Not wanting to miss a single moment of it, Marcia quietly positioned herself just inside the door into the theatre. It wasn’t a large crowd that night, but it wasn’t small by any means either. So there the crowd sat, engrossed in the movie (“The Final Countdown” featuring Martin Sheen and Kirk Douglas), eyes fixed on the screen, some still lingering in their buckets of popcorn.
Suddenly, without a warning, a girl came out from a side door by the stage and proceeded to climb the stairs onto the stage.

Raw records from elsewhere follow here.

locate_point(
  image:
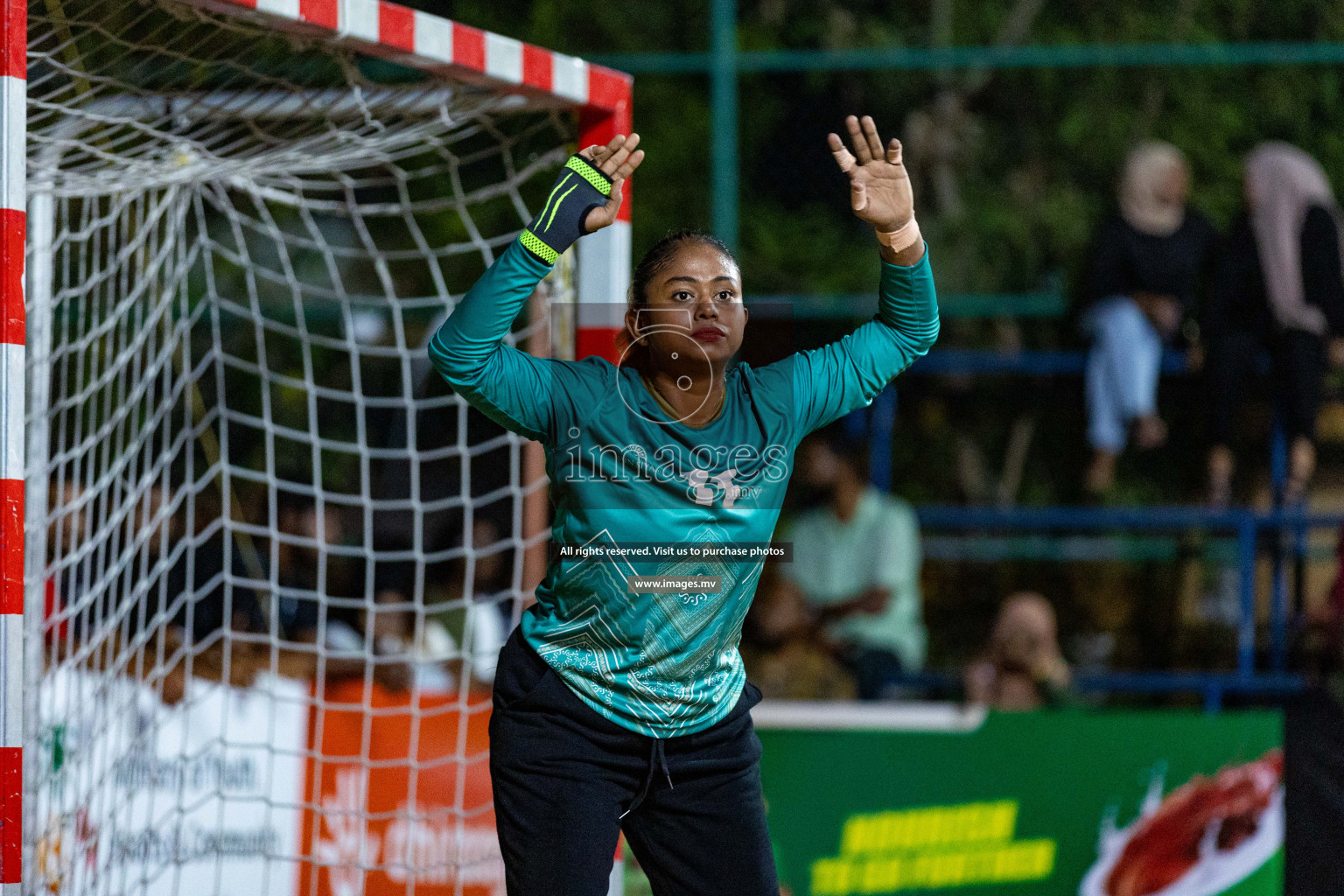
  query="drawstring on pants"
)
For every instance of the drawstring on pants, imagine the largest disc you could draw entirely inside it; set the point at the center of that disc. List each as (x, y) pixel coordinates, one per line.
(657, 760)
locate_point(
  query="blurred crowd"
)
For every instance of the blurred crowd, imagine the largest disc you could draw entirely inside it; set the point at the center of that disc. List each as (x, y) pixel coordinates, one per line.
(1261, 305)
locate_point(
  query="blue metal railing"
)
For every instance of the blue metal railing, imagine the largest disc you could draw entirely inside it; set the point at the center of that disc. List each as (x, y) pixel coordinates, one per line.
(973, 360)
(1211, 685)
(1246, 524)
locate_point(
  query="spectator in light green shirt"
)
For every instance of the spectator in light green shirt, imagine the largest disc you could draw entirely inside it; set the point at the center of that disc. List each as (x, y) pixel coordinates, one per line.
(857, 564)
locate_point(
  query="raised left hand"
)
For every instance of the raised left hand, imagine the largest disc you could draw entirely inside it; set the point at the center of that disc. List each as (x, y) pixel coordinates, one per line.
(879, 186)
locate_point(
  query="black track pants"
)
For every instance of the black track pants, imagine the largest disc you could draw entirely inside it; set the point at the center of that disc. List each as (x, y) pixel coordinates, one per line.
(567, 780)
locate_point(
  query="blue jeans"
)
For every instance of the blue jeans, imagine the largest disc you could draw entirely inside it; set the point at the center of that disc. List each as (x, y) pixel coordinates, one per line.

It was I -- dressed in the silly, jumper dress theatre uniform. I calmly began to walk to the center of the stage. I’m flipping nuts is what I am, I thought as I eyeballed the entire crowd. The beaming light from the projector prevented me from actually seeing faces. I squinted a bit, knowing my silhouette was on the screen, interrupting the audience’s view.
Without stopping, without skipping a beat in my stride, I raised both arms straight into the air and -- proceeded to do a cartwheel.
There I was, in all my glory, legs raised to the sky in a perfect circular motion as I rounded out the feat. As my feet met back with the stage floor, I continued walking in stride across the rest of the stage as if absolutely nothing just took place.
The audience sat in disbelief. Did they just see some chick do a cartwheel onstage in the middle of the movie?
When I reached the end of the stage I quickly ducked behind the curtain and ran backstage. I bolted out the back exit, up the hilly slope, around to the front doors, and back into the lobby where Marcia waited, laughing even harder than I was.
“Did you see how they were looking at each other?? Didja hear them laughing?!” she shouted. She was bent over at the counter; mouth wide open in laughter, eyes squinting already wet with tears. I myself could barely stand up straight as I felt my bladder was about to betray me from laughing so hard.
When the movie ended and the audience filed out to the lobby, they glanced over at me and smirked. Did they really know it was me?
The next evening I went into work and promptly was fired. After working at the theatre for nearly two years, I was being shown the door. Come to find out there were employees acting as sort of spies for the theatre owner seated in the audience the night before. The owner had two other theatres and he had sent a couple of undercover employees over to Willow Creek Theatre.
“He’s heard about all sorts of tomfoolery going on here,” my boss explained in that monotone voice of his, which only helped in amusing me more.
“I don’t work at the theatre any more,” I nonchalantly told my dad that evening. My mom was out of town. I looked up at him while smirking and answered his question as to why I was no longer employed at the theater.
For the next 25 years my dad would find this story of amusement one of his favorites to share with others. And if you pay real close attention, you’d almost swear you could detect a glimmer of pride in his eyes, as he’d relay the story.
“My daughter got fired from the movie theatre. She did a cartwheel on the stage.”
And by the way, on Sunday mornings the theatre allowed a local church group to hold their services there. When the church grew too large for the space, they moved. Where is that church today? In South Barrington – Willow Creek Church.